Million Moms March in Noble Company

In this season of a million mothers marching for the cause of gun control legislation, we ought to remember the powerful history of mothers' activism on issues related to violence and children.

Unfortunately, violence against children has been part and parcel of American history. We need only to recall the horrors of slavery, the massacres of Indian peoples, often including children, and harsh physical punishments of children that lasted well into the twentieth century. Many social critics in American history have seen poverty, too, as a kind of violence against children.

What is different today is the often fatal outcomes of children's brutality towards one another, owing to the widespread availability of guns: Someone under 19 is killed every two hours by gunfire. It is gun violence against children, a modern tragedy and an international embarrassment when one looks at gun deaths in the United States compared with other industrialized nations, that has prompted the Million Moms March on Mother's Day and related rallies nationwide.

Historically, women acting in the name of motherhood have been in the forefront of social policy and social movements related to protecting children from everything from violence to malnourishment. In the late nineteenth and early twentieth centuries, women generally conducted politics in the name of motherhood. The international peace movement of that era and the creation of a federal Children's Bureau in 1912 (the first federal agency headed by a woman–before women could vote!) were justified on the basis of women's special relationship to children.

Mother's Day itself grew out of opposition to war. Poet Julia Ward Howe, the day's originator in 1872, asked, "Why do not the mothers of mankind interfere on these matters to prevent the waste of human life of which they alone bear and know the cost?"

Later, the progressive activist Jane Addams began a nationwide movement to bring playgrounds, libraries, and clean milk to poor immigrant neighborhoods — what we might call today "violence prevention." Addams claimed that women as mothers had to look beyond the boundaries of their households, and that the public needed the vision of mothers. Addams and others justified women's suffrage as introducing that vision into public political life.

Though usually considered to be a private experience, motherhood has often led to public demands for justice for children. And the efforts of mothers to draw attention to children's victimization have figured in broader visions of social justice.

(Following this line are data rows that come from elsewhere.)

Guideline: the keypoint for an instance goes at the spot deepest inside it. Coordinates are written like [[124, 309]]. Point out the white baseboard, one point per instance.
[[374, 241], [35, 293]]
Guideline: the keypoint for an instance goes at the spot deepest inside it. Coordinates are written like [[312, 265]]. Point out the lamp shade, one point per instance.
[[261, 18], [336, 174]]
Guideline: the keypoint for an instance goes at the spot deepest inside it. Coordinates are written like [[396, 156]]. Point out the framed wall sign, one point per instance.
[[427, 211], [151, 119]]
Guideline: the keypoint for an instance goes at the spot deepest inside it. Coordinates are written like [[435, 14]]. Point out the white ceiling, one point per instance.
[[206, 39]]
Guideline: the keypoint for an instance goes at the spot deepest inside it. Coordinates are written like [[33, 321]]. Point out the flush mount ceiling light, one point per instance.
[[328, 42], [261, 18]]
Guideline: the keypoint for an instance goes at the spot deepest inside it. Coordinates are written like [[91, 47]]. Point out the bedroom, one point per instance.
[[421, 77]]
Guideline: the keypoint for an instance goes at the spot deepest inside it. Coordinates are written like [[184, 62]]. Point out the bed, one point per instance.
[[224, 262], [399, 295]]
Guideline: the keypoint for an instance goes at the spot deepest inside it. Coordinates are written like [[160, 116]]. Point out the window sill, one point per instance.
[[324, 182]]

For example, the brutal murder in 1955 of the 14-year-old African-American boy, Emmett Till (for allegedly whistling at a white woman in Mississippi), is often remembered as a catalyst of the Civil Rights movement. What is less remembered is that when the all-white jury delivered a not-guilty verdict for Till's murderers, Till's mother chose to open his casket because, she said, "I wanted the whole world to see." Mamie Till became an outspoken advocate for racial justice, drawing public attention to the effects of racism on African-American children.

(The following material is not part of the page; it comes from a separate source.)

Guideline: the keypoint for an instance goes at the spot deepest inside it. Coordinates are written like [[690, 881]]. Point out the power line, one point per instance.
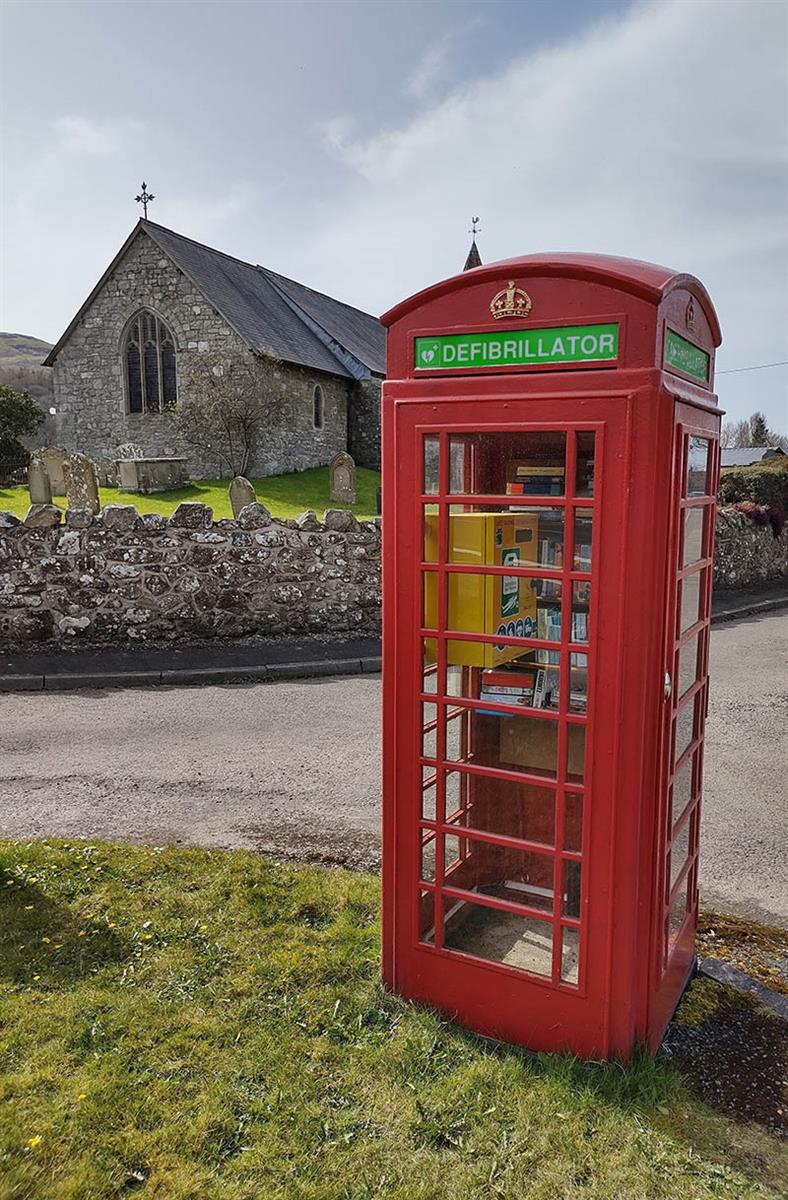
[[761, 366]]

Another often forgotten example is Women Strike for Peace (WSP). Connecting children's issues with opposition to nuclear weapons, an estimated 50,000 women left their housework and jobs in a one-day "strike for peace" in 1961. WSP drew attention to the global risks of nuclear holocaust and the health risks to their children posed by nuclear testing. When WSP women were called before the House Un-American Activities Committee (HUAC) as suspected Communists, they brought their children with them to Congress, and explained, "This movement was inspired and motivated by mothers' love for children."

More recently, in the 1980s, women mobilized nationwide in the Mothers Against Drunk Driving movement, which helped create tougher legislation against intoxicated drivers and raised issues of underage drinking.

The Million Moms March evokes the power of this long tradition of maternal politics. As a slogan, it recalls the limitations of that perspective, too. Though the march's website invites "mothers, grandmothers, stepmothers, godmothers, foster mothers, future mothers, and all others," the suggestion is that it is primarily women who are and should be concerned about children and violence.

Such views, though very much rooted in the history of maternal politics, do not genuinely invite a rethinking of the role of fathers and citizens in general in advocacy for children. Jane Addams, interestingly enough, was not a mother. One of today's most outspoken critics of violence against children and social neglect of children and families is a father, Cornel West, a professor of religion at Princeton University.

Regardless of the march's limitations, the women who organized these events deserve a salute. As we listen to tragic media accounts about violence against children, we need the good news of a movement of concerned mothers –and "all others."

And we need to consider the march not as an example of single-issue politics, but as part of a historical pattern: Motherhood as politics has continually resurfaced to protest violence, protect children and offer a vision of a more compassionate and just social order.

Jodi Vandenberg-Daves is an assistant professor of history at the University of Wisconsin-La Crosse and a writer for the History News Service.